Mega-events do not have a trickle-down effect on sports participation
Trygve Buch Laub from the Danish Institute for Sports Studies talks about the trickle-down effect. Photo: Play the Game / Thomas Søndergaard
31.10.2013By Kirsten Sparre
The idea of the trickle-down effect posits that exposure to elite sports - particular in connection with mega-events - will make people want to take up that sport due to its newfound popularity. However, Koen Breedveld, director of the Mulier Institute in the Netherlands, dismissed the trickle-down effect completely.
"Forget about trickle-down effects. They do not happen," he said and backed it up with findings from a recent evaluation of the effects of the 2012 Olympic Games in London on mass participation in sport.
80 per cent of clubs in London reported that they did not see the Games as an opportunity to increase participation in their activities, and 21 out of 26 types of sport did not experience an increase in membership following the Olympic Games.
"There was no big increase in sports participation during the years the Games were planned and executed. It was very disappointing," Breedveld said.

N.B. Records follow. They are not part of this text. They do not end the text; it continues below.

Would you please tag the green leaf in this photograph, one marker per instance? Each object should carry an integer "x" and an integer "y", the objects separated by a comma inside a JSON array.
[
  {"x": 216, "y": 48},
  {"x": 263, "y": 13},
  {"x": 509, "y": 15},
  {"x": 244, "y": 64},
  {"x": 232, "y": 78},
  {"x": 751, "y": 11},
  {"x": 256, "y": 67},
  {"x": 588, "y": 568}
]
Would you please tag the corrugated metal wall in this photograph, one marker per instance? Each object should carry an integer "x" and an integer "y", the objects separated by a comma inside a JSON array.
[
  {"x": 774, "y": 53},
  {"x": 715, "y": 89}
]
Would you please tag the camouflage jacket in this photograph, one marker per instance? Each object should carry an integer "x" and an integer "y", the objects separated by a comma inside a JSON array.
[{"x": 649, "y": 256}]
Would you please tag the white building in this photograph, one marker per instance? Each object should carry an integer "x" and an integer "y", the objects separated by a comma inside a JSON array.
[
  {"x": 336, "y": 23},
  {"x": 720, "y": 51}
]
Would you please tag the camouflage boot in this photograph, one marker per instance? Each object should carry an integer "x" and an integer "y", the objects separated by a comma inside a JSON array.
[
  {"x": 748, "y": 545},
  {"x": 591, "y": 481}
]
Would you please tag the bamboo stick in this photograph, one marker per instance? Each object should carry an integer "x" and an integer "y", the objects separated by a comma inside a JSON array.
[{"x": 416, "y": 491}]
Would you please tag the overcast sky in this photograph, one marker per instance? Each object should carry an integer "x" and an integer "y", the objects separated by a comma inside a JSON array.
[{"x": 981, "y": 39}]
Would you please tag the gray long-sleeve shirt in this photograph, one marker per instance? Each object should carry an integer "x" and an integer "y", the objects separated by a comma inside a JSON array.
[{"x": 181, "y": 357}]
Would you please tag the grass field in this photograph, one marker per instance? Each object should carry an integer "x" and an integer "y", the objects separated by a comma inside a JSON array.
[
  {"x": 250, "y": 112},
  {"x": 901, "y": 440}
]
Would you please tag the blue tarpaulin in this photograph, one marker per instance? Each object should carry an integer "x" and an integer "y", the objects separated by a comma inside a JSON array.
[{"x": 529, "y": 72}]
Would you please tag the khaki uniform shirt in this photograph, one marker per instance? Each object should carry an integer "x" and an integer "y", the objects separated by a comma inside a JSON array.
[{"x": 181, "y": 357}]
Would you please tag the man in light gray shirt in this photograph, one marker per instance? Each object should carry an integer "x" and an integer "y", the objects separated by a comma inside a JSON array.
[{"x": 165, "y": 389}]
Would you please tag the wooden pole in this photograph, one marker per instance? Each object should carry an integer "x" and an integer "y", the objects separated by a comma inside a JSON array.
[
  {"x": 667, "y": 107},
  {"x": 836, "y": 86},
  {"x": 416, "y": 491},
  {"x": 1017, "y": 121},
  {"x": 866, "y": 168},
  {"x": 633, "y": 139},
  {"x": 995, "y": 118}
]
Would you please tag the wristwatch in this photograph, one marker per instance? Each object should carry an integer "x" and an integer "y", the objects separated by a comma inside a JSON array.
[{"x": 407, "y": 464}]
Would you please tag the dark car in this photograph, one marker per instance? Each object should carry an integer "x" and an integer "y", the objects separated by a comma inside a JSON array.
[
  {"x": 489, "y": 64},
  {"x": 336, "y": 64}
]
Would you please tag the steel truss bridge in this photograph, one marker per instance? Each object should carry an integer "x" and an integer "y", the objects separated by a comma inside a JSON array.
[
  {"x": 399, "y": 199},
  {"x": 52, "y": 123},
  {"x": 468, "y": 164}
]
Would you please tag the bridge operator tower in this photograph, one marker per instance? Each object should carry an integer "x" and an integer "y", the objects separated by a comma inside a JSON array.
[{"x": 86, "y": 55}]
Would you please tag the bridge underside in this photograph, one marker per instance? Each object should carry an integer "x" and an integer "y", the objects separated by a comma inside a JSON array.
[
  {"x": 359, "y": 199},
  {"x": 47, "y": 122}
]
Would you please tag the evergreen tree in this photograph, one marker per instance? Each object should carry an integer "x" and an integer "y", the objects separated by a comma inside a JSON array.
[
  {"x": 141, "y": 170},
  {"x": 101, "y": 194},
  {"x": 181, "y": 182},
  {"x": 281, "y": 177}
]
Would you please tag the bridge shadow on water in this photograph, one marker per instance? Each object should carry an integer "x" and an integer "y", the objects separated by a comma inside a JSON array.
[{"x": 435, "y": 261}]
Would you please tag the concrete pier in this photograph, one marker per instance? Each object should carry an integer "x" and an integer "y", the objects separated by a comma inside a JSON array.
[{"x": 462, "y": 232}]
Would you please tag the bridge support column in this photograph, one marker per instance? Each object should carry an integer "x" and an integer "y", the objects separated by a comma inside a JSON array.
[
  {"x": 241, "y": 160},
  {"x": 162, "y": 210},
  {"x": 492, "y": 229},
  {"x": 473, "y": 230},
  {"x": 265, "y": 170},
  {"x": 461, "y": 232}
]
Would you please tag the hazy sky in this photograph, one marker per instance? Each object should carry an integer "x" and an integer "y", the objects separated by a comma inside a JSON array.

In Breedveld's view, mega-events fail to produce a trickle-down effect on mass participation in sport because sports participation for most people is rooted in long established habits from childhood and is influenced by many social factors and time constraints. It is also completely dependent on whether sports federations, clubs, and municipalities have set up the appropriate infrastructure that allows people to take up a particular sport.
"If mega-events have an effect on sports participation, it is because they can persuade people who are already active in sports to take up another sport or set new goals. Mega-events will not raise sport participation levels in general," Breedveld declared.
Some effect in Denmark - but only short term
Trygve Buch Laub from the Danish Institute for Sports Studies has also tried to test the theory of the trickle-down effect.
Sports participation in Denmark is quite high. 64 per cent of the adult population play sports at least once a week, and participation rates among children are even higher. The question for Laub and his colleagues was whether the high participation rates have been inspired by elite sport events.
"Our research shows that elite sport does inspire certain groups to some extent, particularly teenage girls and boys and men from the age of 7 to 29. It particularly applies to the most popular sports that are covered heavily by the media such as handball, table tennis, and football," Laub explained.
However, the effects are dubious, short term and seemingly based solely on media coverage, Laub continued.
The research led him and his colleagues to look at the question from another angle. The rise in sports participation from 2007 to 2011 consists primarily of runners in their 20s, 30s and 40s.
"Running inspires mass participation, which on the other hand has led to a massive rise in running events. So in terms of understanding the effects of mass events on sports participation, it might be more interesting to study the effects of mass events where people are participants rather than spectators," Laub suggested.